Job Summary
The Lead Data Engineer will play a central role in the buildout of CMG's next-generation data platform. This is a high-ownership role on a small, senior team, working directly with the SVP of Data & AI to design and implement a scalable lakehouse architecture on Google Cloud Storage (GCS) and Databricks, spanning bronze, silver, and gold layers. The role emphasizes domain-driven design, data contracts, and proactive communication with both internal stakeholders and external vendors.
Responsibilities
- Lead the technical design and implementation of CMG's Medallion 2.0 lakehouse architecture — bronze ingestion, silver transformation, and gold domain layers — built on GCS and Databricks (Delta Lake), with clear data contracts at each boundary
- Design and manage data pipelines using Astro (Airflow), PySpark, and Delta Live Tables, ensuring reliability and scalability across ingestion and transformation layers
- Govern the lakehouse using Databricks Unity Catalog — managing access controls, data lineage, and schema enforcement across domains
- Apply domain-driven design principles to partition and model data domains (e.g., royalty, asset, artist, distribution)

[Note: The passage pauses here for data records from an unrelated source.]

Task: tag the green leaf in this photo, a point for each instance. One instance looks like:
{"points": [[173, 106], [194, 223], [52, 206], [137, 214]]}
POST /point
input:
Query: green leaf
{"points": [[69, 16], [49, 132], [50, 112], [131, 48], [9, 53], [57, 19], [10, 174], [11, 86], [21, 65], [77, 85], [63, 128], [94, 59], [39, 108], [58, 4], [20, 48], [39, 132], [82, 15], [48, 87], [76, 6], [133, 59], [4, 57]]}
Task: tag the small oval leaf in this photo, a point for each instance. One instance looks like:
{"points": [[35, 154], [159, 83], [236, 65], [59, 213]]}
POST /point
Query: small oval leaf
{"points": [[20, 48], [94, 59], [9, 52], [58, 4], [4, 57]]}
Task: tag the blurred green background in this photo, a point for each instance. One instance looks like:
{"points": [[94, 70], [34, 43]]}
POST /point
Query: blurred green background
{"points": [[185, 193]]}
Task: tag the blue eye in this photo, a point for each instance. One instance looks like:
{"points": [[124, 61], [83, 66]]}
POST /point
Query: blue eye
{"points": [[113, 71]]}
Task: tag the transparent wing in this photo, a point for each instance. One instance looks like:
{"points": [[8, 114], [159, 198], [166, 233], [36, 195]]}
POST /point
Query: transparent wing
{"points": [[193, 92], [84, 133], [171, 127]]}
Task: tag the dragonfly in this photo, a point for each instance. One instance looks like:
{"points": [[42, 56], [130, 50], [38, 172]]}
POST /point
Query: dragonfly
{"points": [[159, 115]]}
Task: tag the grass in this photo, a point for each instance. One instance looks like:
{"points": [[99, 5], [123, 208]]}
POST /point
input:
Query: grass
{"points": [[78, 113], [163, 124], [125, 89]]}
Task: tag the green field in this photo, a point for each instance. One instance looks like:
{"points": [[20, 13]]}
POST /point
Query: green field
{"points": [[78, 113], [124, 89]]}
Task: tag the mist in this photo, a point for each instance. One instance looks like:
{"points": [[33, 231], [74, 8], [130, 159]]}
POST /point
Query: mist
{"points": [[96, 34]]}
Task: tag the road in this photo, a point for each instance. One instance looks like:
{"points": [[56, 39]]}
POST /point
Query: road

- Collaborate with the analytics team to ensure the gold layer reflects real business needs — reducing workarounds
- Coordinate with external vendors (e.g., DataArt) and internal stakeholders across DevOps, product, and analytics
- Proactively identify architectural risks, data quality issues, and dependency blockers with proposed resolutions
- Maintain clear, impact-first documentation and status updates for both technical and non-technical stakeholders
- Other duties as assigned
Qualifications
- 4+ years of data engineering experience, with at least 1–2 years focused on data platform or lakehouse architecture
- Hands-on experience with Databricks — including Delta Lake, PySpark, and ideally Unity Catalog
- Experience with GCS or equivalent cloud object storage as a lakehouse foundation layer
- Hands-on experience with domain-driven design applied to data modeling
- Strong command of SQL and at least one transformation framework (dbt preferred)
- Experience with medallion or lakehouse architectures (bronze/silver/gold or equivalent)
- Familiarity with GCP-native tooling — Pub/Sub, Dataflow, or Dataplex a plus
- Excellent written communication — able to write design docs non-engineers can understand and status updates executives can act on
- Demonstrated ability to work independently in ambiguous environments
- Track record of flagging risks early with proposed solutions
Nice to have: Experience in music/media/entertainment data; familiarity with data contracts or schema validation (Unity Catalog, Great Expectations, dbt tests); experience with external dev vendors
Pay Scale
- $120,000 - $150,000 CAD per year
- The final compensation within this range will be determined based on the candidate’s experience, skills, and overall fit for the role.